Aguilar enforced the Governor's policy among the Tompiros over the opposition of the Franciscans. Aguilar went so far as to have Indians whipped who contributed labor to the priests. During a bitterly cold winter when the Franciscans requested Indian assistance to gather firewood, Aguilar told them to burn the 600 wooden crosses they had collected for ceremonies. Aguilar said it was too dangerous for the Indians to gather wood for the priests because of Apache raiders lurking in the area. Aguilar also permitted Indian dances and ordered Christian Indians to participate.

The Franciscans took their grievances to the authorities in Mexico City and López and Aguilar were charged under the Inquisition of obstructing the spread of the Catholic faith. Both were arrested. López died during his trial, but Aguilar defended himself before the Inquisition. Nevertheless, after a long trial he was convicted and exiled. The Church had won and its authority in New Mexico would go unchallenged until 1680 when the Pueblos rose up en masse and expelled the Spanish.
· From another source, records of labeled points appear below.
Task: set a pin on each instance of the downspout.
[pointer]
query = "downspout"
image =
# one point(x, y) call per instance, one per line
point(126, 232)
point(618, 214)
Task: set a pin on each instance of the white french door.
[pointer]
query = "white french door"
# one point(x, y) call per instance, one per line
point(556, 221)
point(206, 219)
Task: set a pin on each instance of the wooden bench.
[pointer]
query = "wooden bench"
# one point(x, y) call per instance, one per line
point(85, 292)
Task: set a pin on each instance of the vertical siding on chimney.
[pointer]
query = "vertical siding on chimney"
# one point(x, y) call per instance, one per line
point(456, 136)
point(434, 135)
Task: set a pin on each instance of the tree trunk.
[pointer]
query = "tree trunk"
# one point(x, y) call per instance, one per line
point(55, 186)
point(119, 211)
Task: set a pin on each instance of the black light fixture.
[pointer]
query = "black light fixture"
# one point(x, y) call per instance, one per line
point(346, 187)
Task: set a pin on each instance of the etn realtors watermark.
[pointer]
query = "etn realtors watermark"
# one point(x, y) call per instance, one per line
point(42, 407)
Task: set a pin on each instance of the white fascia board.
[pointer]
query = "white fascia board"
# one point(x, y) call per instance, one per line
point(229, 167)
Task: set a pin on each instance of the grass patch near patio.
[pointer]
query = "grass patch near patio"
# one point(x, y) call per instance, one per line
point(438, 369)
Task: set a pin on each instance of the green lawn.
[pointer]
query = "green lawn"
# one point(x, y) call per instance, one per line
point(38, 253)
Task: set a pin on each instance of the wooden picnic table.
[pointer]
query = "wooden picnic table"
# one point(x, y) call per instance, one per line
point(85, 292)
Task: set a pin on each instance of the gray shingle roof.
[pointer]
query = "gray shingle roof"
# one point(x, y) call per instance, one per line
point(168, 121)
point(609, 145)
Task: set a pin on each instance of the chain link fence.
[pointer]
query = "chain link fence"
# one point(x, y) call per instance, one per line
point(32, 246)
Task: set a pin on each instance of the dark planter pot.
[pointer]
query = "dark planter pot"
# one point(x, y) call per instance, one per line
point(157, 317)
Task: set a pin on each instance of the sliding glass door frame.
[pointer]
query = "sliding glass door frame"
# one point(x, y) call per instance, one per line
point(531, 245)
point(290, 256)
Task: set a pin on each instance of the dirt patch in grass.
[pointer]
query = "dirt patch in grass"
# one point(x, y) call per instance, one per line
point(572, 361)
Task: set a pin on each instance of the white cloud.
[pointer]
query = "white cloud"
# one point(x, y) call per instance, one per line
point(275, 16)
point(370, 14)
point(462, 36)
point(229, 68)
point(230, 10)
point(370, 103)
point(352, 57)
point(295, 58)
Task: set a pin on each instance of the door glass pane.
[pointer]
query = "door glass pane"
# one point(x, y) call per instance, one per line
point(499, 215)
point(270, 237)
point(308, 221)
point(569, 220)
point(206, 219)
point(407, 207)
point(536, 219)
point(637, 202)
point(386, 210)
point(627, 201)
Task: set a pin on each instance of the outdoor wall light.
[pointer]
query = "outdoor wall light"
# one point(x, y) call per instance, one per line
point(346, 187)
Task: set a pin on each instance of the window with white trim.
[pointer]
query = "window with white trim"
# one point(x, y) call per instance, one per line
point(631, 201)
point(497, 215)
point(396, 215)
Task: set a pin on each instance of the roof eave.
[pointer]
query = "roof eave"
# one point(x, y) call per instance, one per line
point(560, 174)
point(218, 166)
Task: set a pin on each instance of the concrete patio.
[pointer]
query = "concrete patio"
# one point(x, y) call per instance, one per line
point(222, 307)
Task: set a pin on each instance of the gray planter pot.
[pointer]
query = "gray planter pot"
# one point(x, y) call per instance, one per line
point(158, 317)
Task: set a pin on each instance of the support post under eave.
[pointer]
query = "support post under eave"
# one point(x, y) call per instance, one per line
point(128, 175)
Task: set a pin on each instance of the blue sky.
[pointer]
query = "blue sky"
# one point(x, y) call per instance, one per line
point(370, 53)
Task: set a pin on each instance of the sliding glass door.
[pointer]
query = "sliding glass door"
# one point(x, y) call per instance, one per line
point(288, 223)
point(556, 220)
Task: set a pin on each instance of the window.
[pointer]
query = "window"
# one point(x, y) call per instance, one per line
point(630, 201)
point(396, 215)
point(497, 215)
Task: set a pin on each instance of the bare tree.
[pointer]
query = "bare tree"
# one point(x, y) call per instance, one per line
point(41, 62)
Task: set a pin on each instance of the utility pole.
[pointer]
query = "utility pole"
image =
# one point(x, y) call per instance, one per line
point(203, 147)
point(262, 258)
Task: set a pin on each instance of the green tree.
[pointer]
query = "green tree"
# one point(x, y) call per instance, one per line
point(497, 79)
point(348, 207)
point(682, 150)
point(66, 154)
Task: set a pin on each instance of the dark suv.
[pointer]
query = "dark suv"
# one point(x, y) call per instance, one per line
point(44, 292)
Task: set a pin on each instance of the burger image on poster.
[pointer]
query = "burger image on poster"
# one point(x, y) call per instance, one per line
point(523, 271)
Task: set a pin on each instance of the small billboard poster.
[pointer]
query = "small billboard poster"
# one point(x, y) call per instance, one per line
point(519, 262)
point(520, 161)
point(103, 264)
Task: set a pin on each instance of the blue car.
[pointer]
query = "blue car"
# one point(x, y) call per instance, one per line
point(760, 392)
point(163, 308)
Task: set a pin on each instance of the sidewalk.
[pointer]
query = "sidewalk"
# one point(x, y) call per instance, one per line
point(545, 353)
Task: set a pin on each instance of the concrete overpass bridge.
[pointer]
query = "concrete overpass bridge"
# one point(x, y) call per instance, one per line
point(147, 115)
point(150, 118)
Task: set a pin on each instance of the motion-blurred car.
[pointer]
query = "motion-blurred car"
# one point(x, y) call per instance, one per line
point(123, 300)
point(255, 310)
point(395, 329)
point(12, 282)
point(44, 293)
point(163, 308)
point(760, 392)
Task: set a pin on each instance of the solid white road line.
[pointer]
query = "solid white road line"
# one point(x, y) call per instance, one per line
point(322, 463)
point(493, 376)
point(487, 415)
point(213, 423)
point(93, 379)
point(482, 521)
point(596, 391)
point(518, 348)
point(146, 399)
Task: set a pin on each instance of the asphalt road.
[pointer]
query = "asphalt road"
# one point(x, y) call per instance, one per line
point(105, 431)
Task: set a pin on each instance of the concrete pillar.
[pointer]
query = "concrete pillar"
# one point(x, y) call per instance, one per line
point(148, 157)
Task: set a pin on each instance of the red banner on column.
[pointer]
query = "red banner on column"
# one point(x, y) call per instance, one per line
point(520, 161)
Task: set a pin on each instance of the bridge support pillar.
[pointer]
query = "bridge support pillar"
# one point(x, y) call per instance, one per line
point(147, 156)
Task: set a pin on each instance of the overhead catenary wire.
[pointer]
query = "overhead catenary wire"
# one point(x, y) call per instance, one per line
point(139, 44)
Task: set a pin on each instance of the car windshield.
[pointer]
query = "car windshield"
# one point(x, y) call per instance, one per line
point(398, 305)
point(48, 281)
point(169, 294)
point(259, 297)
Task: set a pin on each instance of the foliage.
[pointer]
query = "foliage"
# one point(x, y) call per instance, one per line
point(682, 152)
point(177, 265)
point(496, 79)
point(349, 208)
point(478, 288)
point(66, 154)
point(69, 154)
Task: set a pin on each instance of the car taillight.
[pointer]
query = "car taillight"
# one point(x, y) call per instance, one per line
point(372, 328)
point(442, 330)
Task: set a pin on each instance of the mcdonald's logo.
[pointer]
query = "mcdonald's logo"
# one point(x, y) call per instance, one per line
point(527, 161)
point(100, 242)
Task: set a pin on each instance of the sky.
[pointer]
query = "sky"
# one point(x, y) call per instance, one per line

The dispute would have consequences. Among the major causes of the Pueblo Revolt were the excesses of the Franciscans in suppressing the traditional religions.

==Last days of the Tompiros==

The problems of the Tompiros multiplied in the 1660s. European diseases probably took a heavy toll among the Tompiros as they did among other Pueblos. In addition, drought impacted the viability of the Tompiro economy. A priest stated in 1669, "For three years no crop has been harvested. In the past year, a great many Indians perished of hunger, lying dead along the roads, in the ravines, and in their huts. There were pueblos (for instance, Las Humanas) where more than four hundred and fifty died of hunger…there is not a fanega of corn or wheat in the whole kingdom." Labor required of the Tompiro to build churches and to participate in Catholic religious ceremonies took time away from what the Indians needed to earn their uncertain living in a difficult environment.

Weakened by drought and disease, fractured by religious disputes, the Tompiros were also the closest and most vulnerable of the Pueblos to Apache raiders. The diminished Tompiros began to abandon their settlements to take refuge among their Piro relatives westward on the Rio Grande. In 1670, the residents of Las Humanas moved to Abó. Within a few years the Salinas Pueblos were all abandoned and the Tompiros had ceased to exist as a distinct people.